SULTRAKINI.COM: Kebudayaan Buton adalah salah satu kebudayaan yang dari dahulu hingga sekarang tetaplah eksis diwariskan secara turun temurun oleh leluhur Buton. Berbagai macam adat istiadat di dalam suku ini, dari mulai keunikan bahasa, religi, hukum, upacara adat dan tradisi-tradisi lainnya tetap terjaga hingga kini.
Sebagai sebuah negeri, keberadaan Buton tercatat dalam Negara Kertagama karya Mpu Prapanca pada tahun 1365 M. Dalam naskah kuno itu, negeri Buton disebut dengan nama Butuni.
Digambarkan, Butuni merupakan sebuah desa tempat tinggal para resi yang dilengkapi taman, lingga, dan saluran air. Rajanya bergelar Yang Mulia Mahaguru.
Dalam sejarahnya, cikal bakal Buton sebagai negeri telah dirintis oleh empat orang yang disebut dengan Mia Patamiana. Mereka adalah Sipanjonga, Simalui, Sitamanajo, dan Sijawangkati. Menurut sumber sejarah lisan Buton, empat orang pendiri negeri ini berasal dari Semenanjung Melayu yang datang ke Buton pada akhir abad ke-13 M.

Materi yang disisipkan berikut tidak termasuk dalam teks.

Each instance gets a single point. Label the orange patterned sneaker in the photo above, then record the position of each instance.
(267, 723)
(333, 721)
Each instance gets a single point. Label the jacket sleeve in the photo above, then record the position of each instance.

Empat orang (Mia Patamiana) tersebut terbagi dalam dua kelompok, yakni Sipanjonga dan Sijawangkati serta Simalui dan Sitamanajo. Kelompok pertama beserta para pengikutnya menguasai daerah Gundu-Gundu, sementara kelompok kedua dengan para pengikutnya menguasai daerah Barangkatopa.
Dilantiknya Wa Kaa Kaa sebagai Ratu, Kerajaan Buton semakin berkembang hingga Islam dijadikan sebagai agama resmi kerajaan pada pertengahan abad ke-16 M. Selama masa pra-Islam, di Buton telah berkuasa enam orang raja, dua di antaranya perempuan.
Perubahan Buton menjadi kesultanan terjadi pada tahun 1542 M (948 H), bersamaan dengan pelantikan Lakilaponto sebagai Sultan Buton pertama, dengan gelar Sultan Murhum Kaimuddin Khalifatul Khamis
Sebagai kerajaan Islam yang tumbuh dari hasil transmisi ajaran Islam di nusantara, kerajaan Buton juga sangat dipengaruhi oleh model kebudayaan Islam yang berkembang.
Sejarah Kesultanan Buton tidak bisa dipisahkan dengan kabupaten yang kaya akan aspal ini. Sebagai salah satu kabupaten di jazirah Sulawesi Tenggara, Kabupaten Buton sejak terbentuknya tidak terlepas dari histori kejayaan kerajaan/kesultanan Buton yang diakui eksistensinya sebagai salah satu kerajaaan/kesultanan yang demokratis dan kaya akan aneka ragam budaya.
Pada tahun 1950-an bersama seluruh kesultanan di Indonesia bagian timur menyatakan bergabung dengan NKRI. Kemudian pada awal tahun 1960-an Provinsi Sulawesi Tenggara berpisah dari induknya Sulawesi Selatan. Sebagai daerah eks kerajaan/kesultanan, berbagai tradisi dan budaya tumbuh yang terus terpelihara dalam pola perilaku kehidupan bermasyarakat di semua wilayah Kabupaten Buton.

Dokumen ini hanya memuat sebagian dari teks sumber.